The use of expression ‘reason to believe’ in Section 438 of the Code shows that the belief that the applicant may be so arrested must be founded on reasonable grounds. Mere ‘fear’ is not a ‘belief’.

‘Reason to believe’ obligates the existence of objective material for the subjective satisfaction of the person apprehending in arrest. The objective material must be capable of being examined by the Court.

Only then the Court, if satisfied, will grant relief under Section 438 of the Code. To show the background of the case and the materials for the genuine apprehension, the Court may insist for the affidavit to be filed by the petitioner, if not at least through supporting affidavit by some person related to him, in order to enable the Court to decide whether to grant the relief sought for or not.

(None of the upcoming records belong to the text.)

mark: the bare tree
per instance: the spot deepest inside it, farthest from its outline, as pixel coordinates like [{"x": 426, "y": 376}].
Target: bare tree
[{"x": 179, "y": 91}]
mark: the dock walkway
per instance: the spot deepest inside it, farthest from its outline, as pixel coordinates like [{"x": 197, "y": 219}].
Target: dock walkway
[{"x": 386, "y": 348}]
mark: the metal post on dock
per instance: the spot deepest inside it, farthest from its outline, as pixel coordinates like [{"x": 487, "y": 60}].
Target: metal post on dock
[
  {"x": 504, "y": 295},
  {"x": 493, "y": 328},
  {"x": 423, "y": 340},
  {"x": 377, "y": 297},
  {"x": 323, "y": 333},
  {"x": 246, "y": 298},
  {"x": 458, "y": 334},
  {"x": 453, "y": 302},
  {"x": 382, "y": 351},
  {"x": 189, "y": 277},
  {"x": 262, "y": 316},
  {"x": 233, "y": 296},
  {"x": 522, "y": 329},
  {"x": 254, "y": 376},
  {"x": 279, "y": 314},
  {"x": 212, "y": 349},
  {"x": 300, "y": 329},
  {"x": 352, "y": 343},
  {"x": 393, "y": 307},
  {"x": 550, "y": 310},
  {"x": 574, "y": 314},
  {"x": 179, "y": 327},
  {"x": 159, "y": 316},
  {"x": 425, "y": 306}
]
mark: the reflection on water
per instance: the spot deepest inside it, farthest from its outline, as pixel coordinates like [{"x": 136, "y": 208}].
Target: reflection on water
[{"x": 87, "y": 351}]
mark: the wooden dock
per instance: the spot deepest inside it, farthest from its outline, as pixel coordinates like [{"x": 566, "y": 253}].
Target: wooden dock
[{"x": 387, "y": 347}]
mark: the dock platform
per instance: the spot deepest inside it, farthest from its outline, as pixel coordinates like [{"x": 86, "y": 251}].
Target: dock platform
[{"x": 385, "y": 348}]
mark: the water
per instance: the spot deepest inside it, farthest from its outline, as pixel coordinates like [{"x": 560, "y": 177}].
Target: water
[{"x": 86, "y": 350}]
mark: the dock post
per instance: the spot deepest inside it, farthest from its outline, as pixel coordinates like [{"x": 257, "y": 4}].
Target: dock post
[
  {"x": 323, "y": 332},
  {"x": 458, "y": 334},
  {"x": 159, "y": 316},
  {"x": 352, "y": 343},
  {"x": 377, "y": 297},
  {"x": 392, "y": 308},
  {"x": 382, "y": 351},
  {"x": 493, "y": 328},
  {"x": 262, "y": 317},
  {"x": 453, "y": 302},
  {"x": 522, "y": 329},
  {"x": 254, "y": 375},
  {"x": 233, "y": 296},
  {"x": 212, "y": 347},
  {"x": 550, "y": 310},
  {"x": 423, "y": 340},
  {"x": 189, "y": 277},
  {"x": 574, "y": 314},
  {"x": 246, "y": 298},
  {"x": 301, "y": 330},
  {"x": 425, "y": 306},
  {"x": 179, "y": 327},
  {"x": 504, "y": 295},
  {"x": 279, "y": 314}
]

Section 438 is a procedural provision which is concerned with the personal liberty of an individual who is entitled to plead, innocence, since he is not on the date of application for exercise of power under Section 438 of the Code convicted for the offence in respect of which he seeks bail.

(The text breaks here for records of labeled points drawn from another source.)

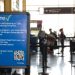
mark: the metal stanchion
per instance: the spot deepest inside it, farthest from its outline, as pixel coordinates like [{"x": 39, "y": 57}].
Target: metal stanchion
[{"x": 44, "y": 61}]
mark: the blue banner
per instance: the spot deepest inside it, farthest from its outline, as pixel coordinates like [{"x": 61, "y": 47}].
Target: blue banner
[{"x": 13, "y": 39}]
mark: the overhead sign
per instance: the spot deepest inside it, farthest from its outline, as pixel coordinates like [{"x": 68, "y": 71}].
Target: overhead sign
[
  {"x": 59, "y": 10},
  {"x": 14, "y": 39}
]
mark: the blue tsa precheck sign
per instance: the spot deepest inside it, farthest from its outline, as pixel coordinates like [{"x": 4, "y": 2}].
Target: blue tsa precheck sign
[{"x": 14, "y": 31}]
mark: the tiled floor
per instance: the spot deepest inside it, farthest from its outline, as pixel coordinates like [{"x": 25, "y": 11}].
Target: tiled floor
[{"x": 57, "y": 65}]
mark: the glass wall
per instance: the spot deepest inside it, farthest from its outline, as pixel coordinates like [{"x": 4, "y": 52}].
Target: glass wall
[
  {"x": 54, "y": 21},
  {"x": 1, "y": 5}
]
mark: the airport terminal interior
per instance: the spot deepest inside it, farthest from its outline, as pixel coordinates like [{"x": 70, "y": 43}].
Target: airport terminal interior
[{"x": 54, "y": 22}]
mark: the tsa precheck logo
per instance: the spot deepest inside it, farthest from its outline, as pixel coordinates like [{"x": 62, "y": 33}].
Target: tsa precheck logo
[{"x": 5, "y": 18}]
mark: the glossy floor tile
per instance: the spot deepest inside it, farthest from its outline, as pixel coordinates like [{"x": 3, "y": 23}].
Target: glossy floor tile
[{"x": 57, "y": 65}]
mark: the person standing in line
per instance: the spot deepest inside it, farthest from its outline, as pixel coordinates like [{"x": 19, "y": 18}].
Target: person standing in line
[{"x": 61, "y": 38}]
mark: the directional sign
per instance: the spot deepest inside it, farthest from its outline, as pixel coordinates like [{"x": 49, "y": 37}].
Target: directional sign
[{"x": 14, "y": 32}]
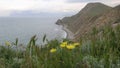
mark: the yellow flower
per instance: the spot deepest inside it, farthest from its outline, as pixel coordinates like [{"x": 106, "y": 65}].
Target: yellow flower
[
  {"x": 63, "y": 44},
  {"x": 70, "y": 47},
  {"x": 53, "y": 50},
  {"x": 7, "y": 43},
  {"x": 76, "y": 44}
]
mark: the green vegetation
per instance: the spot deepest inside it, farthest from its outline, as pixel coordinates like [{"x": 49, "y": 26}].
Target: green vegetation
[{"x": 100, "y": 50}]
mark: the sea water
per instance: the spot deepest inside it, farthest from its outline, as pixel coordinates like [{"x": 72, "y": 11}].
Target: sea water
[{"x": 24, "y": 28}]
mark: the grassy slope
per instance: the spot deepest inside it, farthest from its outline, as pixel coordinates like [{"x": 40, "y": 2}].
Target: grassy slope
[{"x": 96, "y": 51}]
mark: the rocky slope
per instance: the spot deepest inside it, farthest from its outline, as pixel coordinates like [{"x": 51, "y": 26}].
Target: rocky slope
[{"x": 92, "y": 15}]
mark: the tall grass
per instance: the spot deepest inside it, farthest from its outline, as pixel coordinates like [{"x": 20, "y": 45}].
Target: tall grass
[{"x": 100, "y": 50}]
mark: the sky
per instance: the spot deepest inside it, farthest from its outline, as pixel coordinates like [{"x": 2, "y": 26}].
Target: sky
[{"x": 8, "y": 7}]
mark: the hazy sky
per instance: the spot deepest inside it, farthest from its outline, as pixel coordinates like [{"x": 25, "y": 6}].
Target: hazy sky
[{"x": 10, "y": 6}]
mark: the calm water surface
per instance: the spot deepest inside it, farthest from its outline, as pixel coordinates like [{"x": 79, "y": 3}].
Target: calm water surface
[{"x": 25, "y": 27}]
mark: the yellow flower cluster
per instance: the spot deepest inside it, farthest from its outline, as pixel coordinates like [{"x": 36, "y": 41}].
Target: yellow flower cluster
[{"x": 53, "y": 50}]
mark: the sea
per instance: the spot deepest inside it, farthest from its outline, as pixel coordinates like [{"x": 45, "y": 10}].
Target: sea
[{"x": 24, "y": 28}]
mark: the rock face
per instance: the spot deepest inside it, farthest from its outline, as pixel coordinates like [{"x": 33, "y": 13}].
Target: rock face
[{"x": 92, "y": 15}]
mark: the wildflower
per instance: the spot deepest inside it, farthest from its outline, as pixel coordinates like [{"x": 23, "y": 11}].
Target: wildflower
[
  {"x": 7, "y": 43},
  {"x": 76, "y": 44},
  {"x": 53, "y": 50},
  {"x": 63, "y": 44},
  {"x": 70, "y": 47}
]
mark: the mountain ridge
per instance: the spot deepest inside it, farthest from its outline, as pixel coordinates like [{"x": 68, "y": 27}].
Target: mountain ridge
[{"x": 92, "y": 15}]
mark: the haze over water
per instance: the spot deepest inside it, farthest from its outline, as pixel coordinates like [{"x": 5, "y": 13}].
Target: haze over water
[{"x": 25, "y": 27}]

The applicant must show that he has ‘reason to believe’ that he may be arrested in a non-bailable offence. Use of the expression ‘reason to believe’ that he may be arrested in a non-bailable offence use of the expression ‘reason to believe’ shows that the applicant may be arrested must be founded on reasonable grounds.

Mere ‘fear’ is not belief for which reason it is not enough for the applicant to show that he has some sort of vague apprehension that someone is going to make an accusation against him in pursuance of which he may be arrested. Grounds on which the belief on the application is based that he may be arrested in non-bailable offence must be capable of being examined.

If an application is made to the High Court or the Court of Session, it is for the Court concerned to decide whether a case has been made out of for granting the relief sought. The provisions cannot be invoked after arrest of the accused.

As the power under Section 438 of the Code being rather of an unusual nature, it is entrusted only to the higher echelons of judicial service, namely, a Court of Session and the High Court.

Though Section 438 of the Code gives concurrent powers to High Court and Court of Session, it is normally to be presumed that the Court of Session would be first approached for the grant of anticipatory bail unless an adequate case for not approaching the said Court has been made out.

It is not always necessary that the Session Judge should be approached first. If the petition for anticipatory bail has been rejected by the Sessions Court, the petitioner cannot approach the High Court asking for anticipatory bail on the same ground.

However, the Division Bench of the Karnataka High Court held that a petition under Section 438 of the Code is maintainable before the High Court even if a similar application has been made and rejected by the Court of Session as, in the hierarchy, Court of Session is subordinate to the High Court, a party who makes an application under Section 438 of the Code before the Sessions Court, could approach the High Court if his application has been rejected by the Court of Session, but not vice versa.

Section 438 of the Code does not make any specific provision for issuing notice to the public prosecutor and hearing the public prosecutor by the Court before granting anticipatory bail. However, the Supreme Court decided that notice should be issued to the public prosecutor or the Government Advocate before granting final anticipatory bail.

It has been held that in order to avoid the possibility of the person hampering investigation, the High Court or the Court of Sessions may impose such conditions as it thinks fit while admitting him to anticipatory bail.

Anticipatory bail granted by the High Court can only be cancelled under Section 439(2) of the Code. It has been held that when an anticipatory b.ail is granted on giving full hearing to the public prosecutor and repeated attempts to have it cancelled have failed, it cannot be cancelled unless fresh material are placed and the conditions for cancellation of bail as provided under Section 439(2) are fulfilled. Bail once granted should not be cancelled in a mechanical manner.